The code is simple and straightforward, so let's run the test:

Import asyncioimport aiomysqlfrom demo import install_hook, reset_hookasync def test_mysql ()-> None: pool: aiomysql.Pool = await aiomysql.create_pool (host='127.0.0.1', port=3306, user='root', password='', db='mysql') async with pool.acquire () as conn: async with conn.cursor () as cur: await cur.execute ("SELECT 42 ") (r,) = await cur.fetchone () assert r = = 42 pool.close () await pool.wait_closed () print (" install hook ") install_hook () asyncio.run (test_mysql ()) print (" reset hook ") reset_hook () asyncio.run (test_mysql ()) print (" end ")

Through the test output, we can find that our logic is correct. The meta-information we extracted can appear after install hook, but the original information will not be printed after reset.

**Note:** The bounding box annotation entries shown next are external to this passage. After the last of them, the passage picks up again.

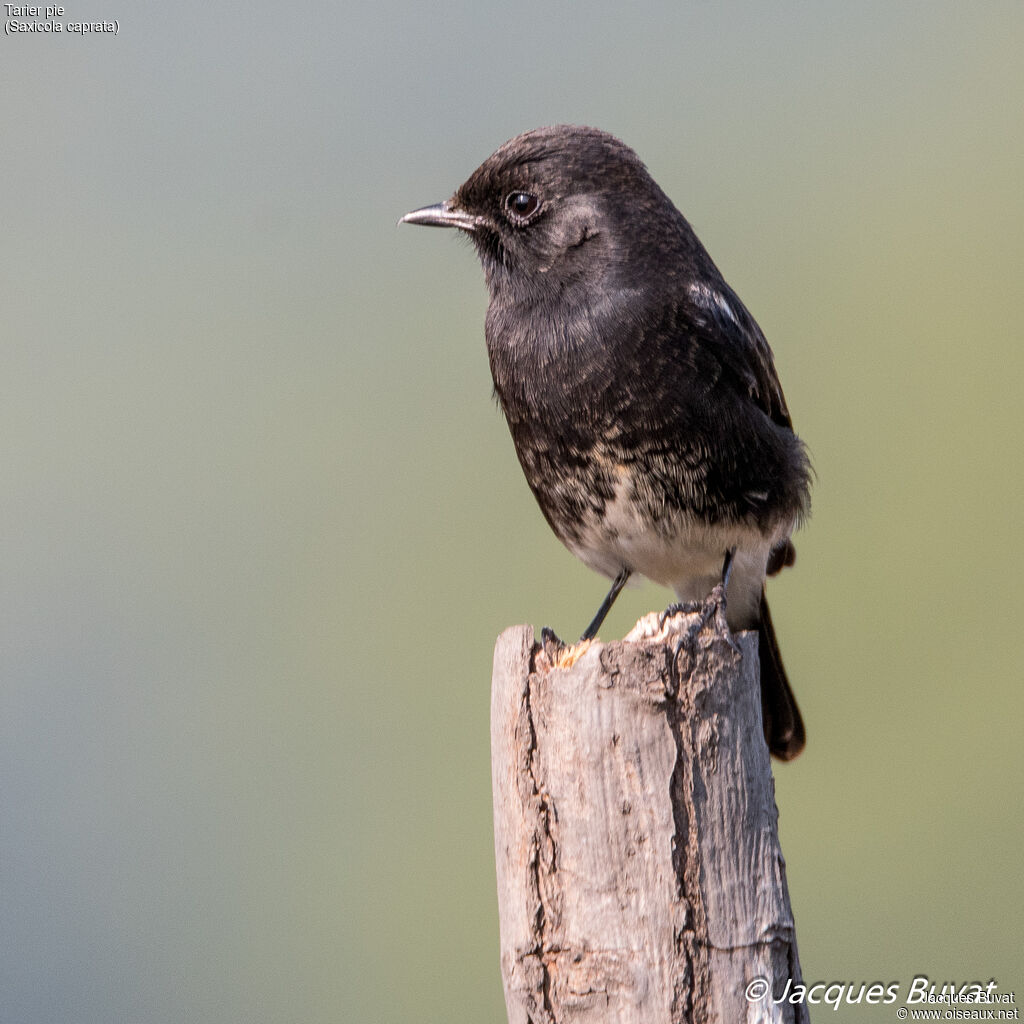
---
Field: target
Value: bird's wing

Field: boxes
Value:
[680,282,793,430]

Install hook {'sql':' SELECT 42, 'db':' mysql', 'user':' root', 'host':' 127.0.0.1, 'port': 3306,' result': ((42,),), 'speed time': 0.000347137451171875} above are all the contents of this article entitled "how to complete the data extraction of the call database with Python probe". Thank you for reading! I believe you will gain a lot after reading this article. The editor will update different knowledge for you every day. If you want to learn more knowledge, please pay attention to the industry information channel.

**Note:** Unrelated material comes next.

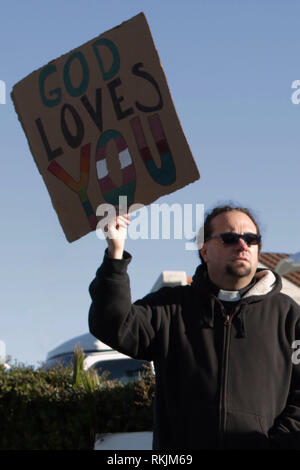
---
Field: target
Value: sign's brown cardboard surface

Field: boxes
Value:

Welcome to subscribe "Shulou Technology Information " to get latest news, interesting things and hot topics in the IT industry, and controls the hottest and latest Internet news, technology news and IT industry trends.

*The comments in the above article only represent the author's personal views and do not represent the views and positions of this website. If you have more insights, please feel free to contribute and share.